Em quatro páginas, Barros Leal descreve as conclusões dos peritos sobre as mensagens. Segundo ele, os especialistas ‘concluíram pela existência de características indicativas de acessos diretos a contas do aplicativo Telegram para fins de obtenção dos itens digitais’, ou seja, se tratam de conversas obtidas por hackers.

“Por outro lado, a perícia da Polícia Federal ressalvou que tais itens não possuem assinatura digital, resumos criptográficos, carimbos de tempo emitidos por autoridade certificadora ou outro mecanismo que permita identificar alteração, inclusão ou supressão de informações em relação aos arquivos originalmente armazenados em servidores do aplicativo Telegram”, anotou o delegado.

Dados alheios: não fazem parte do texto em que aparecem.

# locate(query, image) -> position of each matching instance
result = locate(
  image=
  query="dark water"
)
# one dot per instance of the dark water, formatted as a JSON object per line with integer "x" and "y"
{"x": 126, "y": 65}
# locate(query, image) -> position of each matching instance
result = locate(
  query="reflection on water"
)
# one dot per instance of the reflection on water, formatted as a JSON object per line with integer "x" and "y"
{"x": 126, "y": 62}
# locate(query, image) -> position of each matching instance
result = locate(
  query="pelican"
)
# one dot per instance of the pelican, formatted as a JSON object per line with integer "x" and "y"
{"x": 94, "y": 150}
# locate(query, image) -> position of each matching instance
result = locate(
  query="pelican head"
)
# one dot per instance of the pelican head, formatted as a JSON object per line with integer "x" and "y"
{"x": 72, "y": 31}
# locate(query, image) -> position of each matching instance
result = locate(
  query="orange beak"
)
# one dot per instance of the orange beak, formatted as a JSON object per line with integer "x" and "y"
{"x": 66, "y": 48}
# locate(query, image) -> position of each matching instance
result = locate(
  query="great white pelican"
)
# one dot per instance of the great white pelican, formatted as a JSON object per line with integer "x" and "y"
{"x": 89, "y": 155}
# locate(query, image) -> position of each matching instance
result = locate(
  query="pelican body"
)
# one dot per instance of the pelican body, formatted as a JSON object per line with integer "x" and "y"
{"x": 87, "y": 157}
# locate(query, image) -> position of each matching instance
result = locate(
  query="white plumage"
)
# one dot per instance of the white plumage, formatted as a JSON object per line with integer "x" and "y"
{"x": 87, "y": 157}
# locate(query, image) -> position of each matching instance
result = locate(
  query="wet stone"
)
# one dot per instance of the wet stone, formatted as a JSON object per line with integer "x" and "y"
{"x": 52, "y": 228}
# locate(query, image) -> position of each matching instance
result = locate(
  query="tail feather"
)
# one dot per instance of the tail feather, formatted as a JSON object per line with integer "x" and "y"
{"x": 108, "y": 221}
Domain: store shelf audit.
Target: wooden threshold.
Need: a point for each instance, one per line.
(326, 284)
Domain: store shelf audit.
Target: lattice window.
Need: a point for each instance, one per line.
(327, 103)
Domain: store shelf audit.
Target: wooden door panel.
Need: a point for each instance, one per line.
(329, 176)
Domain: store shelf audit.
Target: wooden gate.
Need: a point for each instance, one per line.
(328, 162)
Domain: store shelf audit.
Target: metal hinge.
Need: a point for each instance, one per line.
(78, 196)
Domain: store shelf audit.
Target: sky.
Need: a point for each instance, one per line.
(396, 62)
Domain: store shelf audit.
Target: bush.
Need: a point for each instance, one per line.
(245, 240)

Barros Leal também aponta que ‘não se deve confundir o atesto de autenticidade e de integridade de um item digital antes e sua coleta com o atesto de autenticidade e integridade da cadeia de prova relacionada a um item digital entre a sua coleta e o seu armazenamento em mídia anexa a um laudo pericial’. “São momentos distintos, fazendo-se necessário inserir um dique entre eles para evitar discussões inesgotáveis sobre o tema”, anotou. “O atesto da cadeia de obtenção da prova da invasão não significa confirmar a autenticidade e integridade do teor das conversas obtidas”.

Em outro ponto, o delegado ressalta que, por serem conversas obtidas por vias ilegais, ‘não se pode – ou mesmo não se espera – ser superada com flancos de investigação em face das próprias vítimas’. Para Barros Leal, uma postura contrária ‘levaria à eutanásia dos rumos da Polícia Judiciária, atingindo por ricochete, em visão holográfica, todos os princípios que inspiram a atuação policial’.

“Abstendo-nos de neutralidade valorativa, certo é que eventual ação de obtenção de novos elementos e padrões por meio de investigação lastreada por provas com prévio conhecimento de sua ilicitude, configura crime de abuso de autoridade”, frisou.

O relatório reforça argumentos da Procuradoria-Geral da República contra inquérito conduzido pelo presidente do Superior Tribunal de Justiça, ministro Humberto Martins, contra a Lava Jato. Os procuradores recorreram à ministra Rosa Weber afirmando que a investigação é ilegal por ter sido aberta com base em provas obtidas de forma ilícita, no caso, os diálogos hackeados.

Em março, a PGR pediu o trancamento do inquérito alegando que o caso está carregado de ‘vícios’ que tornam ‘flagrantemente ilegal e abusiva a atividade persecutória’. Na avaliação da Procuradoria, por ter sido instaurado de ofício (por iniciativa própria) pelo presidente do STJ, o inquérito viola o sistema acusatório e as prerrogativas dos membros do MPF.

No último dia 30, a ministra Rosa Weber, do Supremo Tribunal Federal, mandou suspender a tramitação do inquérito até a Corte formar um entendimento se a investigação deve ou não continuar. Não há data para esse julgamento ocorrer. Nesta segunda, o ministro Ricardo Lewandowski concedeu acesso a Martins às mensagens da Lava Jato apresentadas à Corte desde o início de março, mas restringiu o seu uso até a Corte decidir sobre o destino do inquérito.

A reportagem buscou contato com os criminalistas Marcelo Knopfelmacher e Felipe Locke Cavalcanti, que representam os procuradores da Lava Jato. Os advogados não quiseram se manifestar.